Iranian President Ebrahim Raisi is a judge who oversaw death squads that executed thousands of Iranian dissidents, including women and children. He and 11 other of the Iranian cabinet’s 30 members have been sanctioned by the US, EU or UK for links to terrorism, human-rights violations and other crimes.
“Israel is standing before the world powers and saying you need to take a serious, unequivocal line, a tough stance against Iran in the [International Atomic Energy Agency], the UN Security Council and bilateral relations with the new government,” the diplomatic source said.
Bennett presented his stance to leaders that returning to the 2015 Iran deal – to which Johnson and Macron’s countries were a party – would involve removing sanctions from Iran, would lead to the newly freed funds going to increased regional aggression and would bring the opposite result of what they are seeking.

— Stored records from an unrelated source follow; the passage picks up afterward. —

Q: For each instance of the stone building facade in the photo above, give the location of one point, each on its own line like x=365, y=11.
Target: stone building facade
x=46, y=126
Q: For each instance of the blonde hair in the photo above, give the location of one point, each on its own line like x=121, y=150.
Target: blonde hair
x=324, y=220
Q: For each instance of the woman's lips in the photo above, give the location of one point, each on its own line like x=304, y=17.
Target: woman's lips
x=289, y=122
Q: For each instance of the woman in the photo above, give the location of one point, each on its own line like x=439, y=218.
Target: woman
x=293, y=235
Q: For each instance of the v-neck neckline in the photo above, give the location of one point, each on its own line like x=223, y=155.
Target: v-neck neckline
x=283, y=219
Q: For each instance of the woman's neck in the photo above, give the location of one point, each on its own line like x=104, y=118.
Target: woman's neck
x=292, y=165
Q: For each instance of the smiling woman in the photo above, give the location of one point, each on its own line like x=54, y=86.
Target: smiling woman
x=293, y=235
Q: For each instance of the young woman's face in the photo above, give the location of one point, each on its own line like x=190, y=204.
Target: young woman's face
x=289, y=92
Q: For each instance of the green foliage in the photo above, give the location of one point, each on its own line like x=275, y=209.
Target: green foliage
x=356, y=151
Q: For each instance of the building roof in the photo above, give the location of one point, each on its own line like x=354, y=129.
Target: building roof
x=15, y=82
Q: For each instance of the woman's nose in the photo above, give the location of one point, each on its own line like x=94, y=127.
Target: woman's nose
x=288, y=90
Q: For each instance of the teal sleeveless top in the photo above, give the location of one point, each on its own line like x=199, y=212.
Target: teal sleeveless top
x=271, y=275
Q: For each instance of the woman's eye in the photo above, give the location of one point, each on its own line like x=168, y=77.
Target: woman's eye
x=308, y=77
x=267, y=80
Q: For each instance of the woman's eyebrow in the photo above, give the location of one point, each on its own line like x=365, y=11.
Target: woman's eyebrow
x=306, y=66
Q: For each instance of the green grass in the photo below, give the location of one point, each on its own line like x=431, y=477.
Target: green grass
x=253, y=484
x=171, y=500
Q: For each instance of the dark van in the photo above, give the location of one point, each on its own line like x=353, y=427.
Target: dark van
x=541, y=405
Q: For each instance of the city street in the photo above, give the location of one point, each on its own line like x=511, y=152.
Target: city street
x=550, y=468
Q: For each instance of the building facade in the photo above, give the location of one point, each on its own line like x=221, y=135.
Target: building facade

At the same time, Bennett said Israel is prepared to act against Iran independently if it needs to.
The leaders were interested in hearing how Bennett sees things, the diplomatic source said.
Israel’s COVID-19 response and the rollout of third vaccine doses was another topic that many leaders brought up when they encountered Bennett in his two days in Glasgow.
Johnson said he is looking to Israel to learn how to handle the COVID-19 pandemic.
“We need everybody in our country to learn from the Israeli booster campaign and get their jab,” he said.
While the UK has begun administering booster doses of the COVID-19 vaccine, Johnson said they need to try to move “at Israeli speed.”
“We need some of that spirit in the UK as well,” he said.
Johnson said he and Bennett had been in touch for months to talk about fighting COVID.
Israel’s vaccine rollout is “astonishing,” he said, adding that Israel “showed the whole world a pretty clean pair of heels” by running ahead of everyone.
Bennett congratulated Johnson for hosting the climate conference.
UK involvement was “instrumental” in helping Israel launch a new policy for climate change, he said.
“We have now changed our policy on this and for the first time in our history committed to zero emissions 2050, and we mean business,” Bennett said.
“I think you can do it faster, frankly,” Johnson said.
Bennett said Johnson is “a huge friend to Israel.”
The prime ministers also discussed plans for a future UK-Israel innovation conference.
Bennett also met with Modi and thanked him for being “the person who re-accelerated the relations between India and Israel.”
“I know it comes from the heart,” he said. “It’s not a matter of interests, but a deep belief that you hold, and we feel it. In the name of all citizens of Israel, we appreciate your new approach.”
Bennett and Modi discussed cooperation in the areas of green innovation, food technology, next-generation solar panels, cybersecurity and more, a diplomatic source said.
Bennett said the hi-tech company he ran 20 years ago was merged with an Indian company, and Israelis and Indians worked well together and have much to learn from one another.
“Our goal is to continue the wonderful path you led with my predecessor and bring it to a new level to ensure that both countries work together on innovation, technology, space, security, agriculture, food technology and, of course, climate technology,” he said.
Bennett also met Al Khalifa for the first time.
Al Khalifa told Bennett: “We must work toward a better future, and that’s what we look forward to doing.”
In response, Bennett said: “We ain’t seen nothing yet.”
Israel hopes to increase trade with Bahrain, a diplomatic source said after the meeting, and gets the sense that Manama wants a more robust and energetic partnership between the countries, following the Emirati mode.
The Palestinians did not come up at all in any of the meetings, according to the diplomatic source.
Bennett declined to respond to Palestinian Authority Prime Minister Mohammed Shtayyeh’s speech in which he said the “occupation of Palestine” was “the most critical long-term threat to the Palestinian environment.”
“We have nothing to say about those accusations,” the diplomatic source said. “We are not going to fight them in public because it would give importance to those words.”